I chose life in 2001 when I went to Remuda Ranch, but now I would have to fight for it, and battle with Bipolar II. Ed & Darkness didn’t want to let me go, and I still hated myself so I fought: for my husband–who always believed I was more than my illness–, my daughter w ho wasn’t old enough to know why mommy kept leaving, my family and friends.
Fortunately, I didn’t do it alone. I found the right therapist, a dietician, and psychiatric doctor. They helped me face my greatest fear–going back to the moment before I met Ed. As that broken dancer, I grieved the loss, accepted myself and for the first time in my adult life said “I am enough. I don’t need you Ed, and I don’t deserve to live with untreated bipolar because I deserve recovery!”
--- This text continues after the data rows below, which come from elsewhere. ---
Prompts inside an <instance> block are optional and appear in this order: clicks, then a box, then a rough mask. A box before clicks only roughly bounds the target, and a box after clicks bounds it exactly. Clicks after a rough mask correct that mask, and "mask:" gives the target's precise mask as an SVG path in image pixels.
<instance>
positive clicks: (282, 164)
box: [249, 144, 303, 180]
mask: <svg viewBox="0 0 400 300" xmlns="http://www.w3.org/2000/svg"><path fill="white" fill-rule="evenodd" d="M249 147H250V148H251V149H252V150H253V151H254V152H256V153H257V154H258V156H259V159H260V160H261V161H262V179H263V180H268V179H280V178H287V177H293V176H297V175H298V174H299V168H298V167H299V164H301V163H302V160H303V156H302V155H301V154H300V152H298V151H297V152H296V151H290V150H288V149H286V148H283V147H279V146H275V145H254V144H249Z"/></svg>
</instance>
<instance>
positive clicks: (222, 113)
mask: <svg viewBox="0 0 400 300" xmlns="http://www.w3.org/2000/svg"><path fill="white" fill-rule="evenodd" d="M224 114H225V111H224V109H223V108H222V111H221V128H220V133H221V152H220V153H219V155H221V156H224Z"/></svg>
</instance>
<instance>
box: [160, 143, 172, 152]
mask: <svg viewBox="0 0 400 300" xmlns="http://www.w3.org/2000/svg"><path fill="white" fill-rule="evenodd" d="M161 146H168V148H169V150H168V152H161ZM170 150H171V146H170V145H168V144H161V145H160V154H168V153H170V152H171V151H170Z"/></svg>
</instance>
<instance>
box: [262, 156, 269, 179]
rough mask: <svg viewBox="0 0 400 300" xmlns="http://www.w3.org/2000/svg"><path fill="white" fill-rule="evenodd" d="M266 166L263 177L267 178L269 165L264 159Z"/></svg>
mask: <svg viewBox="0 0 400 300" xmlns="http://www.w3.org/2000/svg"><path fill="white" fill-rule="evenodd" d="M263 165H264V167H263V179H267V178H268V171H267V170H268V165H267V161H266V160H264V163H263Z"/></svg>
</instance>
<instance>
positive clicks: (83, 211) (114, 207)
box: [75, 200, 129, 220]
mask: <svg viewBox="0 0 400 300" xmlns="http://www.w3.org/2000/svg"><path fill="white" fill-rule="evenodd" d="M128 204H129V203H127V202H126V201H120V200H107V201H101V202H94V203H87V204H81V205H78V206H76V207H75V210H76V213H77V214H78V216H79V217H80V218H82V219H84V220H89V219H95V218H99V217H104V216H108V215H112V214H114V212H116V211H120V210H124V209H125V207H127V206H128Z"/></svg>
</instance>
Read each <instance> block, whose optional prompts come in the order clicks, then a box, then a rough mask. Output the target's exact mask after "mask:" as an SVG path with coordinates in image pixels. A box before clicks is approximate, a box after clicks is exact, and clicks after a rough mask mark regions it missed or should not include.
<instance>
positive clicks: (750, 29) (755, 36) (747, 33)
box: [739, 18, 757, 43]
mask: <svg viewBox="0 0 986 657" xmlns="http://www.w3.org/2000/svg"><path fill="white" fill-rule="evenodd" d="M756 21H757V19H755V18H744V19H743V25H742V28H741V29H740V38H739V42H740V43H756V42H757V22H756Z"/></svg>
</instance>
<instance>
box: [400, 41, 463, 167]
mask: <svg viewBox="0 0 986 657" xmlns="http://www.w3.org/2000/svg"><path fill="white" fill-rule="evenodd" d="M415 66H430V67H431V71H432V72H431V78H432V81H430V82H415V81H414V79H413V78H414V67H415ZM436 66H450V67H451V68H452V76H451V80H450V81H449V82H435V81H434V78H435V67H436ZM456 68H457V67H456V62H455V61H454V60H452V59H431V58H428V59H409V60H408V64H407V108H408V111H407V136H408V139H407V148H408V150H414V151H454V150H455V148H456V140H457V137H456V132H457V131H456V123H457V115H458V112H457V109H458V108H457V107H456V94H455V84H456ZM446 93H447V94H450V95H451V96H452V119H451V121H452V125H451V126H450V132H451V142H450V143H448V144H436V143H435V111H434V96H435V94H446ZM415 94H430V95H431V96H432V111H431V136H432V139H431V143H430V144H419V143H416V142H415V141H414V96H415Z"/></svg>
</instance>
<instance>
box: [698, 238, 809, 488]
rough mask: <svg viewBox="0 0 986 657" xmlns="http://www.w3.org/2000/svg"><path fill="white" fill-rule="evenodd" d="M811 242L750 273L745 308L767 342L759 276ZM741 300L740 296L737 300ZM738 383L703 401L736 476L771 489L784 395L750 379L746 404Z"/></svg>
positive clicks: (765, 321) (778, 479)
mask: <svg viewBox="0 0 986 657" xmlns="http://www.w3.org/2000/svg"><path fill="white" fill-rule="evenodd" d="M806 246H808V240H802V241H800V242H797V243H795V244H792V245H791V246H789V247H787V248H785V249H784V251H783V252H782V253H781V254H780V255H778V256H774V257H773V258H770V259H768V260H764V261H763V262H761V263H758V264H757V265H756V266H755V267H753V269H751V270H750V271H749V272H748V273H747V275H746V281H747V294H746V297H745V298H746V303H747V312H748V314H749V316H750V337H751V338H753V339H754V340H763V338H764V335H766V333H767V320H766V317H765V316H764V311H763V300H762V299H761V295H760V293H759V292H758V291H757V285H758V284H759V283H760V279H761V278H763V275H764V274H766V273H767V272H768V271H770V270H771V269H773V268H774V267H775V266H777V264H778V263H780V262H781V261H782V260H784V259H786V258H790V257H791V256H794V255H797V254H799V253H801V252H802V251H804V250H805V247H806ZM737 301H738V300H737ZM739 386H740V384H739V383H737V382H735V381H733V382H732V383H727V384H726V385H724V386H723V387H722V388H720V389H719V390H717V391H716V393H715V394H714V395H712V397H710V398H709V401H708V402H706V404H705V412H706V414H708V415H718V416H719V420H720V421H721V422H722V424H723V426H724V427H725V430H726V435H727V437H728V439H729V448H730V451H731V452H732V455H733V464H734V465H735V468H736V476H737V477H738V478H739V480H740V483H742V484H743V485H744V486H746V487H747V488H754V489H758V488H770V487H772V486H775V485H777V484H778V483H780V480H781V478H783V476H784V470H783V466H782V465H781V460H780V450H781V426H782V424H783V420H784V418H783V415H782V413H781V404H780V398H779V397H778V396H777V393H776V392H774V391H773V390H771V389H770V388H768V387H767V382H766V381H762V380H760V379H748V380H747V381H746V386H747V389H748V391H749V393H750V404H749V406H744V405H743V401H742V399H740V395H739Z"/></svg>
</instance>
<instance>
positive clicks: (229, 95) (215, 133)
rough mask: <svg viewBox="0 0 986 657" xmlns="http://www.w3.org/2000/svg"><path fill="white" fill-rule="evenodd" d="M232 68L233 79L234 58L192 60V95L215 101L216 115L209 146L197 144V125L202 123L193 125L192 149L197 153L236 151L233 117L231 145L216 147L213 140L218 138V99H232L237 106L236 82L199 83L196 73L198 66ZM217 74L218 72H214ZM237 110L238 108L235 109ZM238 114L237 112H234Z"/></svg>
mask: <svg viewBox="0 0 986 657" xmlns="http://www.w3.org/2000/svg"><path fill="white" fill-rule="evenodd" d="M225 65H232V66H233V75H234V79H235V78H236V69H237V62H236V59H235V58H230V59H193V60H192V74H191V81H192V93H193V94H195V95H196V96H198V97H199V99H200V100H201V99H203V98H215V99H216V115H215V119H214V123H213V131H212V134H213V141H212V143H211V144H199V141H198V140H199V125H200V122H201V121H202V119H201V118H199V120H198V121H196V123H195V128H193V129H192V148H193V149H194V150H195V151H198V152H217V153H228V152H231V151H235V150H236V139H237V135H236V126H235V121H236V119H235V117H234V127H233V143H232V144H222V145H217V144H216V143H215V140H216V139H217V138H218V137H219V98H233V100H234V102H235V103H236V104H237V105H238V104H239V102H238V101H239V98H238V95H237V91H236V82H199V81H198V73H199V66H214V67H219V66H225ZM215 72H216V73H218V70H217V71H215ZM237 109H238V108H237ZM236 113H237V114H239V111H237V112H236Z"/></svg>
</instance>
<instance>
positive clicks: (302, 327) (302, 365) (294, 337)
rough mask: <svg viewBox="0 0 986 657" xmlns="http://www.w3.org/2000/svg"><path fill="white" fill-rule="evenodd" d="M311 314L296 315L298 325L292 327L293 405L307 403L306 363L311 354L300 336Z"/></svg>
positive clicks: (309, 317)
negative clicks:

You know that Doctor was wrong. I never stopped dancing, I was just dancing with Ed. I danced with Ed for 18 years and through that journey was born a new dream out of a broken one. Being a professional dancer wasn’t meant for me. Part of my healing was accepting that fact, and what I do. I help them. By starting Dancing With ED, a nonprofit organization dedicated to awareness of eating disorders in the dance community, and writing a blog called Dancing In Recovery.
I am no longer trying to change myself or punish myself for the mistakes I have made. I am more than my illness, and more than the reason I take pills. I am me. I am enough.
Eating Disorders, as severe mental illnesses, are not a choice, about food, or weight and have the highest mortality rate of all mental illnesses. They also have a high rate of suicide. An eating disorder can kill you. You’re sick and look totally normal just as someone can fake a smile and be planning a suicide attempt.
But there are signs of eating disorders and suicide, and if we can get rid of the stigma we can learn what those are.
Thank you for letting me share.
Special thank you to Transitions Mental Health Association for supporting me, Dancing With ED, Inc. and breaking down barriers of stigma.